It is the principle based on which a nuclear bomb is made. In an implosion-type nuclear weapon design, a sphere of plutonium, uranium, or other fissile material is imploded by a spherical arrangement of explosive charges (neutrons, protons, etc) . This decreases the material's volume and thus increases its density by a factor 2 to 4, causing it to "go critical" and create a nuclear explosion. A similar process takes place in celestial phenomena such as the formation of blackholes where stars collapse upon themselves and become so dense that their gravity simply absorbs everything around them.
As a student of science, I had learnt about the chemical reactions in a nuclear bomb. Balancing those equations was an easy task. I just had to see the difference in the atomic number and the atomic mass between the products and the reactants and I could measure the number of neutrons, protons, electrons and helium atoms that would be thrown out. I would marvel at the fact that man could replicate something that is more common in stars. Though I had studied about the effects of such radiation on life, I don't think I thought about it too seriously. Maybe I was naive but I didn't really know how the bomb worked.

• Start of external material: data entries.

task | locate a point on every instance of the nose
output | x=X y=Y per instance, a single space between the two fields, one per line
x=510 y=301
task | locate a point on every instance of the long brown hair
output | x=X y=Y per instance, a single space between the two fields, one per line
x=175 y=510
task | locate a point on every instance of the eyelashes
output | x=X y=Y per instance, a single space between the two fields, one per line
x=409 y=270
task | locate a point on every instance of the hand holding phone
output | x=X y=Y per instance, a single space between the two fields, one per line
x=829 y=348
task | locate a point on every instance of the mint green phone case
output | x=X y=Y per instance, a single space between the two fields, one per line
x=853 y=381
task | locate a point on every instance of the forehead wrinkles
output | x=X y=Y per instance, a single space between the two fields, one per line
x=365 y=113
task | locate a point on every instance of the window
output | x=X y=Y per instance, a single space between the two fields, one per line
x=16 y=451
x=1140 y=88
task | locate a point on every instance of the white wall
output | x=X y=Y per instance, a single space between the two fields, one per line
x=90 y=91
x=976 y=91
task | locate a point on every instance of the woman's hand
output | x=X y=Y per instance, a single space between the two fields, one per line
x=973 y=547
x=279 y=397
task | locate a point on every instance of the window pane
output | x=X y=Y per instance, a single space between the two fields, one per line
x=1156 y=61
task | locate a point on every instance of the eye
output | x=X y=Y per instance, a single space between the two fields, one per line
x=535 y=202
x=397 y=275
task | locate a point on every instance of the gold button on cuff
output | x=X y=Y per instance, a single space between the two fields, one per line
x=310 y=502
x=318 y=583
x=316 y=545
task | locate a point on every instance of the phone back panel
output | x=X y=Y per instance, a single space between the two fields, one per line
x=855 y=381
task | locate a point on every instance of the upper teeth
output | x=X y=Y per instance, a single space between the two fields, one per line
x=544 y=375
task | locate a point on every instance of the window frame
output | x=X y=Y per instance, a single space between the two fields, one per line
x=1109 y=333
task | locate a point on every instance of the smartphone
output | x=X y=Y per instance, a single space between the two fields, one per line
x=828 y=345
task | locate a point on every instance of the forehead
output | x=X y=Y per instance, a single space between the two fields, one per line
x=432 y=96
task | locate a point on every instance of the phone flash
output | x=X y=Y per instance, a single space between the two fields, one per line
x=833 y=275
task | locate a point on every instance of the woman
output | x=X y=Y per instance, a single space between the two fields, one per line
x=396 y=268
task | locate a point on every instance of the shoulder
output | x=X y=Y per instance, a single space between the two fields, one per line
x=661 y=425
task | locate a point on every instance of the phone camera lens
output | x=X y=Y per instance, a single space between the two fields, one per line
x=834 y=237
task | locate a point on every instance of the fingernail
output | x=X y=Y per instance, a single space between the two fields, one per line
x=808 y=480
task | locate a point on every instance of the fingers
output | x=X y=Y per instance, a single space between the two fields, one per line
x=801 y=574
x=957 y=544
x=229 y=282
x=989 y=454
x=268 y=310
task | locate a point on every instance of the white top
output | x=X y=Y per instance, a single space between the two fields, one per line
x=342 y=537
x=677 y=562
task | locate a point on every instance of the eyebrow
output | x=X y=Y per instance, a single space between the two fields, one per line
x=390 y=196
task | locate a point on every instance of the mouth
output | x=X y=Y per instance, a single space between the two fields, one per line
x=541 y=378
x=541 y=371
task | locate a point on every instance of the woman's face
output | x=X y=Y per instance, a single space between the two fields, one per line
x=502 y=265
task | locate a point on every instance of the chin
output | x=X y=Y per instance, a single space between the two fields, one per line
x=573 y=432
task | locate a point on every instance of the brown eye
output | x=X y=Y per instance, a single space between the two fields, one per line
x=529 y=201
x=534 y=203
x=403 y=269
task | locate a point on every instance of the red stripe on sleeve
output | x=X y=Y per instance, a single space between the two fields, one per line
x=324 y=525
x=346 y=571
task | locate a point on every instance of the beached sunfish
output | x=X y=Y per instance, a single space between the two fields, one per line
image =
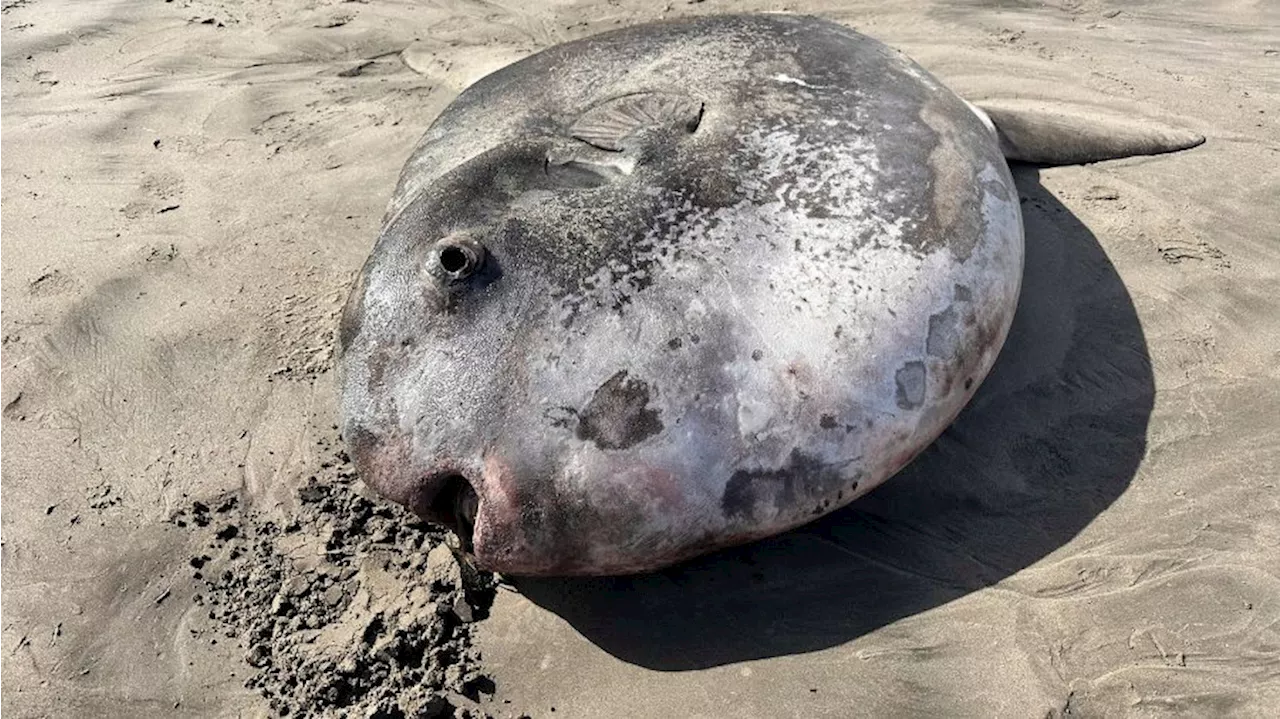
x=684 y=285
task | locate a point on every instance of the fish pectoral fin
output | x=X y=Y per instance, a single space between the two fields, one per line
x=1052 y=133
x=620 y=124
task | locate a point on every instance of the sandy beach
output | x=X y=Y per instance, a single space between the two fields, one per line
x=191 y=186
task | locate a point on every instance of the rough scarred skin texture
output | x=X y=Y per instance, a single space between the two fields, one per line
x=737 y=271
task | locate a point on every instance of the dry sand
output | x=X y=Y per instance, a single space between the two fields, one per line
x=190 y=186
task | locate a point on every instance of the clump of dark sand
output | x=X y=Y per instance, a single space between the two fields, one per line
x=344 y=605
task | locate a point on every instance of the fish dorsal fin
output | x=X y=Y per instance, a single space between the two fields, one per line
x=617 y=123
x=1052 y=133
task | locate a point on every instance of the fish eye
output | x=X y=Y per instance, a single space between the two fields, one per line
x=458 y=257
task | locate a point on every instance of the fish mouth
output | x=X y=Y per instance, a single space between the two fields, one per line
x=455 y=505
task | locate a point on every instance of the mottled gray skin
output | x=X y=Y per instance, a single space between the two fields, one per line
x=741 y=317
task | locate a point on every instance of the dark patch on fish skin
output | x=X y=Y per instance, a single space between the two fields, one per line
x=801 y=480
x=618 y=413
x=910 y=385
x=561 y=417
x=944 y=335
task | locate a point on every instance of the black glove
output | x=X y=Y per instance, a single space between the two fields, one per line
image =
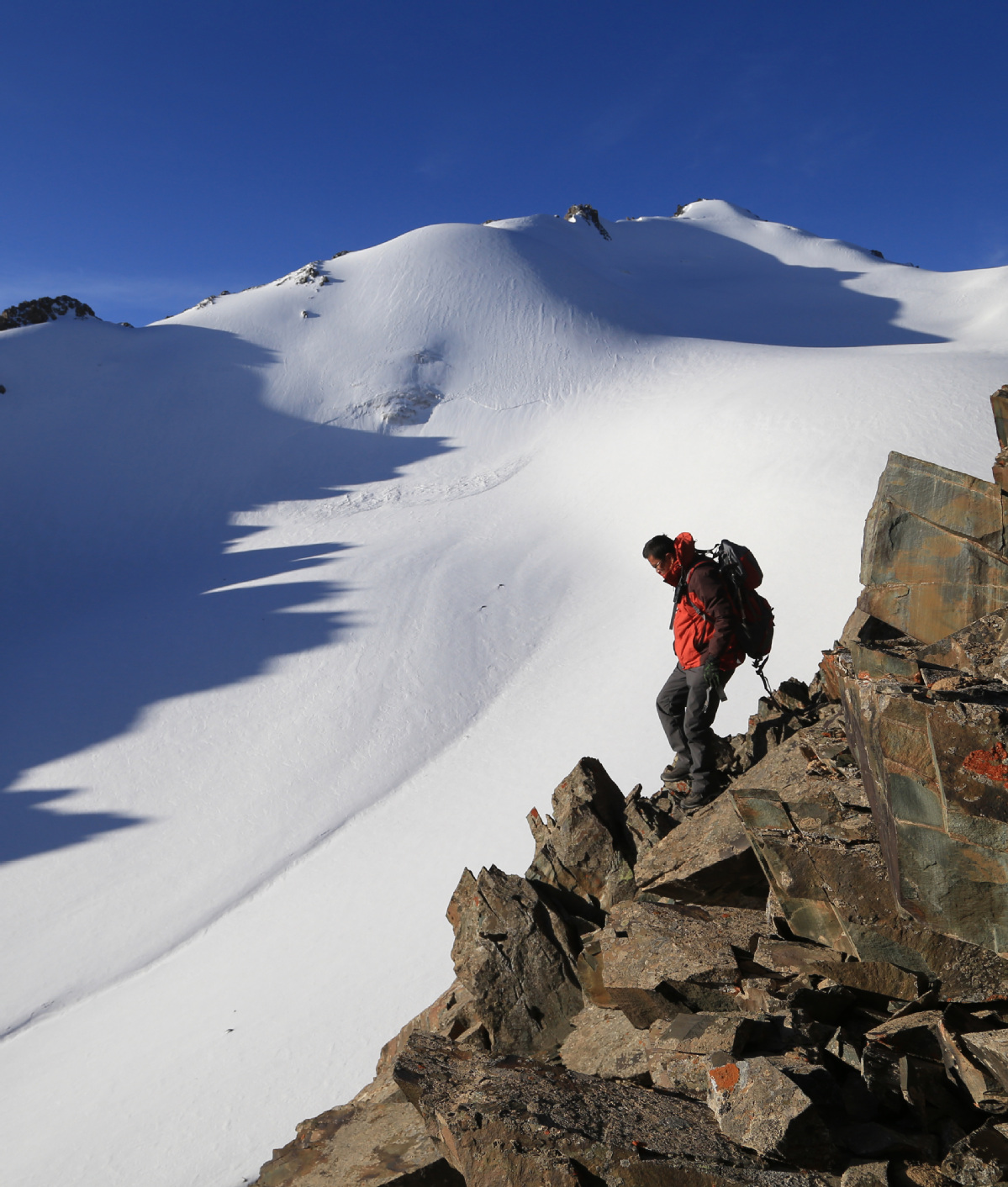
x=713 y=680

It was only after a recent reading of David Bodanis's book E=mc2: A Biography of the World's Most Famous Equation, did I actually understand why the bomb that America dropped on Hiroshima on August 6, 1945 was so powerful, so much so that it's impact would have been visible from the moon. It's in the book where I read about what happened within the 'Little Boy' once it was dropped by a B29 aircraft till it fell on the roof of a surgical clinic in Hiroshima.

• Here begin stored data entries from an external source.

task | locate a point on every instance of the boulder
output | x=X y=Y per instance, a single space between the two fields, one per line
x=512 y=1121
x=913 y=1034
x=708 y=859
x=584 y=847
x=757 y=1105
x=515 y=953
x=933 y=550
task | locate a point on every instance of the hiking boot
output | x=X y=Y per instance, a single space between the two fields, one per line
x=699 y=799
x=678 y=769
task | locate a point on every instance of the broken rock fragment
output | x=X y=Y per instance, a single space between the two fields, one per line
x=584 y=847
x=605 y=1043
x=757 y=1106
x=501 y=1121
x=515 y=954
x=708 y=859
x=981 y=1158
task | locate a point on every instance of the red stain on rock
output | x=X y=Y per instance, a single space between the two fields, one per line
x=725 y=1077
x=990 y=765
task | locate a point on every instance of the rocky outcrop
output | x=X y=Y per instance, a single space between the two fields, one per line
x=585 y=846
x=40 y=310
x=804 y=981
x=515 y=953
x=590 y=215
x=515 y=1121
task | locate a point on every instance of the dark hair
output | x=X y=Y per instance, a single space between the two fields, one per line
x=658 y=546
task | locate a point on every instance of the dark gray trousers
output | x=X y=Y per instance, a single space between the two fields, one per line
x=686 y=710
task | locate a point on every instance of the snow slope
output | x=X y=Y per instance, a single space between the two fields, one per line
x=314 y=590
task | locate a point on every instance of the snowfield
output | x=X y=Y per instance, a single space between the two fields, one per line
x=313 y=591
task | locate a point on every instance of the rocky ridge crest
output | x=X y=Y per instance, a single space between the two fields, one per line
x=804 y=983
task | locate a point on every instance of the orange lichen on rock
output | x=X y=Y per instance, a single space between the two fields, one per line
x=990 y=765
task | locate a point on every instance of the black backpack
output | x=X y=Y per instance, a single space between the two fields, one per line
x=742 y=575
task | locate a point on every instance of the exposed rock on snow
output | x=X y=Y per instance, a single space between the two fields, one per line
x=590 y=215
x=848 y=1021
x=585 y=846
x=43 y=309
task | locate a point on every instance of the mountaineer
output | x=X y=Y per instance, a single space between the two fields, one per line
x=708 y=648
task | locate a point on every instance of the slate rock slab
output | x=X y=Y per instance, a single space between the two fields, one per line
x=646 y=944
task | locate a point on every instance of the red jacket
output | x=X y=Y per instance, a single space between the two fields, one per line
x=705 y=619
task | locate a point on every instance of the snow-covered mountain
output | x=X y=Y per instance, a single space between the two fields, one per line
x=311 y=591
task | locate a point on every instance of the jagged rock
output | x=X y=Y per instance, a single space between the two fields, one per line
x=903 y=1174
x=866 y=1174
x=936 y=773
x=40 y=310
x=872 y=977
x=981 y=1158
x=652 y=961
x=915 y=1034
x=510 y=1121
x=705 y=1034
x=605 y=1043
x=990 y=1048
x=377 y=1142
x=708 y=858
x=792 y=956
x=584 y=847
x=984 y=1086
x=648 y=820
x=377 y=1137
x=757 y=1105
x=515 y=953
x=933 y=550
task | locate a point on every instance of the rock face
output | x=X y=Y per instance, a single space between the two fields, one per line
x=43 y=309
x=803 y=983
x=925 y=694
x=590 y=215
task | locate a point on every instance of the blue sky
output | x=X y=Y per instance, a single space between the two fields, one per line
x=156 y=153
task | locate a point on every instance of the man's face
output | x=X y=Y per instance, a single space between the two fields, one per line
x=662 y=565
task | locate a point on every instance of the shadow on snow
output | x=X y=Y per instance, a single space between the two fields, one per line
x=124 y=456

Imploding plutonium atoms, gave rise to several chain reactions that lead to more implosions. As a result, the plutonium-uranium mass kept collapsing into itself, radiating extra-short wavelengths and emitting charged particles. Meanwhile, the high-density core, started sucking in matter from the outside (air) creating a zero-density layer (nearly vaccuum-like). Any resistance the particles would have encountered in the natural atmosphere were nullified and they spread far and wide, creating further implosions. The fires covered an area of nearly 11.4 sq km, burning all life forms. Those who came in the zero-density radius had air sucked out of their lungs (a death most would have never conceived). Those who survived the impact of the bomb had to live with the impact of the radiation - gamma and X-rays attacked the nucleotides in their DNA, leaving them exposed to the risk of cancer, not for a few years, but for a few generations.
Had it been an explosion-type bomb, it would have cause immense destruction, no doubt, but the effect would have been short-lived. Or better still, if that energy from the 'imploding bomb' have been used to light up an airbase.
So why am I talking about this? Because we have an N-deal issue that has required the Indian government to pass a trust vote in the Parliament.
From what I understand, nuclear energy is one of the best solutions to power crisis. France manages to light up the Eiffel Tower everyday, even as we face loadshedding in suburban Mumbai. Why? Effecive conversion of nuclear energy into electricity. Let's face it. Uranium ores in India are scarce. Worse, with a yeild of around 0.04 per cent, they don't even live upto international standards. (Canada has the best ores that contain 40 per cent uranium). Hence, if we have to rely on them, we will have to spend a lot of money on plant and technology to yeild even meagre quantities of uranium. Forget generating energy with that.
Bottom-line: We need to look at 'nuclear' options for power generation. As for the instability, it works for a nuclear device, not for a government that runs a country of one billion people.